To be honest, I hate the smell of coffee at 3 AM. My stomach has been protesting non-stop these past few days. But what can you do? That's the job.
Sitting in the middle of the night staring at a blinking console. Like, I used to think the current Web2 system was good enough. Database sitting right there. Hit the API, get exactly what you want. Smooth.
Until life slapped me hard in the face.
Earlier this month, I took on this project. Building an ESOP management system for employees. The initial requirements were light as a feather. Just build a standard vesting management portal. Traditional database. I told the guys on the team to take it easy, it'd be done in two weeks. Everything was under control.
But no. Life is never that easy.
Right on the day we were preparing to package the demo, the client pulled a 180. A big shot in TradFi was getting ready to list a project on Binance next quarter. He dropped a bombshell: "We need everything to be verifiable on-chain, but the employment contracts must hold actual legal weight."
No 'trust me bro' nonsense.
I froze for about 5 seconds. The fatal flaw of the old system was exposed immediately.

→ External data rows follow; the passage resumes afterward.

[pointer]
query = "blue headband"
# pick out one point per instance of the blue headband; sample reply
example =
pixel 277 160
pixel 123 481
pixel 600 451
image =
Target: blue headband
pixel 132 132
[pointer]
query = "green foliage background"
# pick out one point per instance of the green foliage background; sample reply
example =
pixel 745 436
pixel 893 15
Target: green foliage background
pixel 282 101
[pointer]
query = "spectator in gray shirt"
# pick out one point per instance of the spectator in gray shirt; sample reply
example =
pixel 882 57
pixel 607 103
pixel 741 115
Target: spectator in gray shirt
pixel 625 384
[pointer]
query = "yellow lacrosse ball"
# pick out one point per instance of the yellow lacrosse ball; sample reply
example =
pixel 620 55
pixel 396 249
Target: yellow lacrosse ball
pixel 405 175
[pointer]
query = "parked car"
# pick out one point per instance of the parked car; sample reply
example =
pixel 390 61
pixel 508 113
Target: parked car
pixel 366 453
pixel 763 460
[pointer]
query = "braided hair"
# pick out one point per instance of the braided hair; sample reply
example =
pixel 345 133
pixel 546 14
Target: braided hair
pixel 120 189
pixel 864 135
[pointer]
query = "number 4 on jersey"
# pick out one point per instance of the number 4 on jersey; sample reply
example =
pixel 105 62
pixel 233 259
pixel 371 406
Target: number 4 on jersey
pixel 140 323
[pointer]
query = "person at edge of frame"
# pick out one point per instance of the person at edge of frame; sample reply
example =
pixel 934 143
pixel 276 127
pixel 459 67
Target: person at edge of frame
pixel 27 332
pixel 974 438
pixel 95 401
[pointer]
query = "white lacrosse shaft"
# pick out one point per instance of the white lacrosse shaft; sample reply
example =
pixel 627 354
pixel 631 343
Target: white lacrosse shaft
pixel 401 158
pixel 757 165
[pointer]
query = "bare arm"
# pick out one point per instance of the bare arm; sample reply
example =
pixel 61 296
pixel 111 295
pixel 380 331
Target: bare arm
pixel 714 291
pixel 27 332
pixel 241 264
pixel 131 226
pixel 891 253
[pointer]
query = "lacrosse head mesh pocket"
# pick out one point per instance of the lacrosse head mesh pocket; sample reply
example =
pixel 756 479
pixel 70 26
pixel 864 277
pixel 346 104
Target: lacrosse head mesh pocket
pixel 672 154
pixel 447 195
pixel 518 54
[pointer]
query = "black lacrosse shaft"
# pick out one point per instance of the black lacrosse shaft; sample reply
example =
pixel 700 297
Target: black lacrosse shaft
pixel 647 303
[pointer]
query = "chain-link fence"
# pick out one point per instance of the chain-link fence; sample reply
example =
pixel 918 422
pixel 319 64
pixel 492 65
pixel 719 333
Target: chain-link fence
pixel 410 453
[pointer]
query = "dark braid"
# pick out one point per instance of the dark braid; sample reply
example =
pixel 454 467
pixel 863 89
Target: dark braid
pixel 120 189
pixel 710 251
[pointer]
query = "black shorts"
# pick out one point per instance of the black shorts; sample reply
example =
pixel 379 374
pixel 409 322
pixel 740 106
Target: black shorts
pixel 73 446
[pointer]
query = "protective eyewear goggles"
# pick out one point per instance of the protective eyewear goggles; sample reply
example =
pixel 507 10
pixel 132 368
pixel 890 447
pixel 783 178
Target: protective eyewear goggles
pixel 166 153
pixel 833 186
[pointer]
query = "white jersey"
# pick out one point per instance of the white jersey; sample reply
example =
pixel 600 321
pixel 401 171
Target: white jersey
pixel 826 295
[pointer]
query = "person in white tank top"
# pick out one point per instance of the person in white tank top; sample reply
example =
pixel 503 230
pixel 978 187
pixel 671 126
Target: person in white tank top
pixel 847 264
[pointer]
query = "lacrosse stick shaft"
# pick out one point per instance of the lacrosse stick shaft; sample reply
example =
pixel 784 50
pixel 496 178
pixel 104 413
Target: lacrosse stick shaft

Everything was too fragmented. The generated PDF file sat in one place. The database recording the rewarded tokens sat in another. Absolutely zero cryptographic verification. Do any devs reading this recognize the feeling of being forced to change the core architecture right at the zero hour?

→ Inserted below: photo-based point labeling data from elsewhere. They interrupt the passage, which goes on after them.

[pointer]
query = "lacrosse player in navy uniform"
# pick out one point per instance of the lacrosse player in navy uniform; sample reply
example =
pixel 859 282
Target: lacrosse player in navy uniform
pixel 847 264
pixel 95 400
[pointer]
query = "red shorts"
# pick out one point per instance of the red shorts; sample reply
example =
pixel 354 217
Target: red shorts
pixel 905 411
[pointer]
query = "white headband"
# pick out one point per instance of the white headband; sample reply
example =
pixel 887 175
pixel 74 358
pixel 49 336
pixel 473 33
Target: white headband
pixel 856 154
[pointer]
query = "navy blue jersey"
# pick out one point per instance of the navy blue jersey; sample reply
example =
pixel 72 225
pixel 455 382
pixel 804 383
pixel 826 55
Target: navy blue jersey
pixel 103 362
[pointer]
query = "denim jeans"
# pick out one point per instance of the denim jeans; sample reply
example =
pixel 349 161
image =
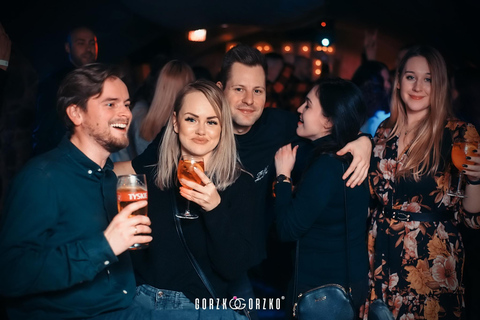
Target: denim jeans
pixel 152 298
pixel 160 300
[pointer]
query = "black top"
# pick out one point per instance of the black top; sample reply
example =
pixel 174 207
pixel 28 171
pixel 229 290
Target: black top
pixel 256 149
pixel 315 215
pixel 55 260
pixel 222 240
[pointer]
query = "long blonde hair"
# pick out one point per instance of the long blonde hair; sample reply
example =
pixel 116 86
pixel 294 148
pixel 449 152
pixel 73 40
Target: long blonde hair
pixel 172 78
pixel 224 165
pixel 425 150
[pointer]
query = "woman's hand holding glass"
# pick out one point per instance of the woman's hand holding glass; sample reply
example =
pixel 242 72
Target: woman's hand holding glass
pixel 285 159
pixel 206 196
pixel 472 171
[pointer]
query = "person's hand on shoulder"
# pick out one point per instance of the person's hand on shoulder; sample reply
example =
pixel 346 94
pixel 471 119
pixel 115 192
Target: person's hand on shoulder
pixel 361 150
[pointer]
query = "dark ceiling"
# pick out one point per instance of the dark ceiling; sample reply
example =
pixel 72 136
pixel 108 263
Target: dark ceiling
pixel 133 27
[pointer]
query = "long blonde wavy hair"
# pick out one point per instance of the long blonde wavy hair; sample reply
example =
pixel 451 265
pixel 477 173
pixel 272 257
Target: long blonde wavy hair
pixel 224 165
pixel 425 150
pixel 172 78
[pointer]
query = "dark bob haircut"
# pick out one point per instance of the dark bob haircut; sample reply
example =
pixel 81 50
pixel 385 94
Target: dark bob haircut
pixel 342 103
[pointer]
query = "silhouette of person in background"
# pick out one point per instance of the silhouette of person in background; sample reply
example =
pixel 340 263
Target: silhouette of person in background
pixel 82 48
pixel 373 79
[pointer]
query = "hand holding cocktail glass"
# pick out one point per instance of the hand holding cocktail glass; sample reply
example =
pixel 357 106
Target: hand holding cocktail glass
pixel 200 190
pixel 466 161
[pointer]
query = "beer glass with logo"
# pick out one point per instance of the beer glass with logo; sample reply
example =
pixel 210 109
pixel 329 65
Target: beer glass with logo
pixel 132 188
pixel 186 171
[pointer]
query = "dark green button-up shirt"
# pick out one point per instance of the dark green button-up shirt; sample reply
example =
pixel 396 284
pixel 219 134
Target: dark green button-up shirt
pixel 55 261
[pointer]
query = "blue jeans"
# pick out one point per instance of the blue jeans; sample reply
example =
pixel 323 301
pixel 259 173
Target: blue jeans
pixel 160 300
pixel 152 298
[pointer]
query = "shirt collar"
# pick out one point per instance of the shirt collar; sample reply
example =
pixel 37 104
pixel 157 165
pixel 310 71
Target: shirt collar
pixel 81 159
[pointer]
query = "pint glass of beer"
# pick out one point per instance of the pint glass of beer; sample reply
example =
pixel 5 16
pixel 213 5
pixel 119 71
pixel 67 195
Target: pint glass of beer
pixel 131 188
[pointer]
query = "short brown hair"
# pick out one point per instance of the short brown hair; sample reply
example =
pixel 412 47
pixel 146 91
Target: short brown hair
pixel 80 85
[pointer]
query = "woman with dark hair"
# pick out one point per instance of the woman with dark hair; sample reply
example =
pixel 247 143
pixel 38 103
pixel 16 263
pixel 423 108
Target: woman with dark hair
pixel 415 249
pixel 314 211
pixel 373 79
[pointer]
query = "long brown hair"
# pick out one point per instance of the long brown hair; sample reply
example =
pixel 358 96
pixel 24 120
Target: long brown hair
pixel 172 78
pixel 425 150
pixel 224 165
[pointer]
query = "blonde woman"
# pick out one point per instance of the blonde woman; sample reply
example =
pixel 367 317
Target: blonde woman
pixel 222 239
pixel 415 250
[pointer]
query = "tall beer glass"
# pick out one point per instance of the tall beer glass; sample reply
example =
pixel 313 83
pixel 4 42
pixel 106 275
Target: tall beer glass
pixel 186 171
pixel 132 188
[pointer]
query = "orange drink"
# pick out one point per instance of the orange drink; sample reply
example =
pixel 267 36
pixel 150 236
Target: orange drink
pixel 460 151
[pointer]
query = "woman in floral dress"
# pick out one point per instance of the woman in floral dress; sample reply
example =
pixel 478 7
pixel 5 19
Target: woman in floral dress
pixel 415 250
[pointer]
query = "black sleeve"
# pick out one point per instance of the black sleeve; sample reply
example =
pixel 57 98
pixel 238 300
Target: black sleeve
pixel 233 229
pixel 150 155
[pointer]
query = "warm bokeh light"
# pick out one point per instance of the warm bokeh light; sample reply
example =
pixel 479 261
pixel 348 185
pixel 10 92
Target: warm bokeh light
pixel 230 45
pixel 199 35
pixel 263 47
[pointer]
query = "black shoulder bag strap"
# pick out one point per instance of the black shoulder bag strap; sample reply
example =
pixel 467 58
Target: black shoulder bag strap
pixel 349 288
pixel 192 259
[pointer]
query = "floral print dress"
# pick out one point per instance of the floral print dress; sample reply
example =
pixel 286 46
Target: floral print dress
pixel 416 267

The meeting room that day was suffocating. The PM was screaming, terrified of paying contract penalties. The sales team was cursing the tech team for not foreseeing the issue. The pressure drained everyone.
Bring in Layer 1 or Layer 2 to solve it?
A nightmare. Force a bunch of 50-something executives to create their own wallets and manage private keys just to sign employment contracts? The client threw his laptop straight at me and said, "Are you guys planning to force my board of directors to learn how to use Metamask?".
Powerless... I was completely powerless.
I didn't know how to explain to them how much of a bitch the boundary between Web2 and Web3 really is.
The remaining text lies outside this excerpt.